Передать природу страха сумеет лишь тот, кто сам пережил его, — настоящий, не искусственный, как на „русских горках“, когда чувствуешь, что в спину дышит Смерть, а в жилах стынет кровь и сердце вот-вот остановится. Но это лишь завершающая фаза, кульминация, конец всего, а вначале страх должен незаметно выползти из обыденных вещей».
Вот так, после долгих размышлений, мой выбор пал на Черную смерть, чуму, определив и место действия, где она собирала в недалеком прошлом наиболее обильный «урожай», — Киев, город, в котором я никогда не бывал. Но пока лишь извел уйму бумаги и чернил, а желаемого результата не добился.

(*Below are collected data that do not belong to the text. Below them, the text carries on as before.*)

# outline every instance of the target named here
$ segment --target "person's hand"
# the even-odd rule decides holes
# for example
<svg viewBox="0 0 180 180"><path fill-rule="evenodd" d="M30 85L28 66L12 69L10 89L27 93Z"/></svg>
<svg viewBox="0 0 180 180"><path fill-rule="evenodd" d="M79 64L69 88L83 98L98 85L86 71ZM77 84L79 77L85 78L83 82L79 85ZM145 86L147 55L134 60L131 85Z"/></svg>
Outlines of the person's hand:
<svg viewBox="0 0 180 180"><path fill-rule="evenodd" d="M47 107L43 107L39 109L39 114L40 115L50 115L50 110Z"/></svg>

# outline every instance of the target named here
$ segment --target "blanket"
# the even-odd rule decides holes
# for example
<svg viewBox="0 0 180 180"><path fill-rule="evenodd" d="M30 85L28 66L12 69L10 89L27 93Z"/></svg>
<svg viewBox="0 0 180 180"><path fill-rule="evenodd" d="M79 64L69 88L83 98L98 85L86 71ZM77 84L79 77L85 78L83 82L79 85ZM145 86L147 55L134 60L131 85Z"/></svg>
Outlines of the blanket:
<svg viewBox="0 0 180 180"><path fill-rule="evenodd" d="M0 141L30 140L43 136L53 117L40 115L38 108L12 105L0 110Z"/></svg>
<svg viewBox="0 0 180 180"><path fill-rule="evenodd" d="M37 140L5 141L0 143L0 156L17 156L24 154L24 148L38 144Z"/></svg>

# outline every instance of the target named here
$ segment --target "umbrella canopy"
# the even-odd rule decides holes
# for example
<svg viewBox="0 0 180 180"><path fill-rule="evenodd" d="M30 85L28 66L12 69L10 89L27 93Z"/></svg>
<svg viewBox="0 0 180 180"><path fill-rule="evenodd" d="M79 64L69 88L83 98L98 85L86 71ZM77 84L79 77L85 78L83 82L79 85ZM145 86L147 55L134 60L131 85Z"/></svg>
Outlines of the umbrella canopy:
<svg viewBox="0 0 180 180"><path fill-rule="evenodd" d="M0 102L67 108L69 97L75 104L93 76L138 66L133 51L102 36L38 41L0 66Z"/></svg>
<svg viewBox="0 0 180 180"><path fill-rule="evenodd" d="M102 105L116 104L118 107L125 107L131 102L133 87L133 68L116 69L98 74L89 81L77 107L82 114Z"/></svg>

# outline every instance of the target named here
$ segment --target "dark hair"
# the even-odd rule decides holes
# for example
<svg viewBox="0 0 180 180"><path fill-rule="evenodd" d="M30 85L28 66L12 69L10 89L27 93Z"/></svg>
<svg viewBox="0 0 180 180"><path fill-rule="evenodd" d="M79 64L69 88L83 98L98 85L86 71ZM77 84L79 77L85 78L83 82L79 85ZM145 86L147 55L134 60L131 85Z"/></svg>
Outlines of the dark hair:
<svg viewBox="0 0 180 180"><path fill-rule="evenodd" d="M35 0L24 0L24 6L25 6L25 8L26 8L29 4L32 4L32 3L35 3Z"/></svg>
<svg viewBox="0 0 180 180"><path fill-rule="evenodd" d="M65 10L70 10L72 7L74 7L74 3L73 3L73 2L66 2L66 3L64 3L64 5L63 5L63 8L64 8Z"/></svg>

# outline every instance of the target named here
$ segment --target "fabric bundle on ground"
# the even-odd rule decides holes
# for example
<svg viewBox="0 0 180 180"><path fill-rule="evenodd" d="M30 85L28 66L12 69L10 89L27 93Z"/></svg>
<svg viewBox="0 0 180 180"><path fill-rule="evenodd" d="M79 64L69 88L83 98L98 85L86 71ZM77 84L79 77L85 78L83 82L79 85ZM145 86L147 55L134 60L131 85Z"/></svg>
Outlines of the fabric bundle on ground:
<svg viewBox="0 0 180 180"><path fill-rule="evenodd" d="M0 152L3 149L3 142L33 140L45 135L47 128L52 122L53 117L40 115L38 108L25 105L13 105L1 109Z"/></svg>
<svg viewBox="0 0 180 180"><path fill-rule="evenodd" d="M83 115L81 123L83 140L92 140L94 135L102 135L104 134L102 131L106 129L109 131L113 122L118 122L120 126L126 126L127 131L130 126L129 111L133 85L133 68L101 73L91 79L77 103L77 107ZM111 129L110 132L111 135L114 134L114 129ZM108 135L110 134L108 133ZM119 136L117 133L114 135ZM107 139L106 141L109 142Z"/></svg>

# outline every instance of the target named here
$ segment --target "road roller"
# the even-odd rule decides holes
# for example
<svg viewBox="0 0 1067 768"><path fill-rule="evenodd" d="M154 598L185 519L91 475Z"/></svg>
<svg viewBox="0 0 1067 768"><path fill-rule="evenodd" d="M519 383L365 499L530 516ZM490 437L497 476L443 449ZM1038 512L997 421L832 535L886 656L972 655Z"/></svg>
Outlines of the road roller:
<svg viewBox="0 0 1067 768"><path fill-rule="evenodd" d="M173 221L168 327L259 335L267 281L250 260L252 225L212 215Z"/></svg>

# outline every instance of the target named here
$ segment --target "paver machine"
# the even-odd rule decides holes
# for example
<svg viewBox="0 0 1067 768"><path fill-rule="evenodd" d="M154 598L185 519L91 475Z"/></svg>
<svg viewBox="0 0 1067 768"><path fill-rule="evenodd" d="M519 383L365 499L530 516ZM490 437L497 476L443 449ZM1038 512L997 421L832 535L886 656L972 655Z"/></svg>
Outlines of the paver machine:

Тем временем жизнь идет, и неизвестно, кем запланирован ее ход, мне его не предугадать; надежда и оптимизм сменяются отчаянием и бессилием. После отъезда Зинаиды Гиппиус за границу в ее квартире перестал собираться литературный салон. С одной стороны, это на меня подействовало удручающе, а с другой — обнадежило; у меня появилась цель: к ее возвращению добиться хоть какого-нибудь признания в литературных кругах Петербурга, чтобы иметь возможность быть представленным ей. За время моего непродолжительного пребывания в столице мне удалось лишь два раза увидеть ее, да и то издали. Ее образ надежно запечатлен в моем сердце и памяти, и для моей любви не страшны расстояние в сотни верст и пропасть в общественном положении, разделяющие нас.
Любви мы платим нашей кровью,
Но верная душа — верна,
И любим мы одной любовью…
Любовь одна, как смерть одна.
[7]
Сочинение романа движется с черепашьей скоростью, но и то, что написано, меня не удовлетворяет. Когда перечитываю, возникает желание сжечь исписанные убористым почерком листки. Едва сдерживаюсь, чтобы не поддаться этому чувству, пишу, двигаюсь дальше, надеясь позже переписать непонравившееся. Порой мною овладевает отчаянье, я перестаю верить в себя. Может, правы издатели, игнорирующие мои рассказы? Неужели у меня и в самом деле нет литературного таланта?
Возможно, мое желание добиться успеха на литературном поприще выглядит странным, ведь я до сих пор никак себя не проявил — ни текстами, ни эпатажным поведением. И еще более удивительна моя странная любовь к известной поэтессе. Не раз задавал себе вопрос: хочу ли я ее как женщину? Отвечаю без раздумий: нет! Подобно героям ее произведений, я испытываю к ней любовь без примеси плотского желания, хотя ее тело, должно быть, прекрасно. Я ощущаю себя подобно юной Шарлотте, героине ее рассказа «Среди мертвых». Это даже не платоническая любовь, предполагающая духовное влечение к конкретному, осязаемому объекту. К кому или к чему чувствовала любовь Шарлотта: к неизвестному ей мертвецу, лежащему в могиле, к надгробию? К выдуманному образу человека, которого ни разу не видела? Но она по-настоящему любит, переживает сопутствующие любви ощущения, эмоции и гибнет из-за любви.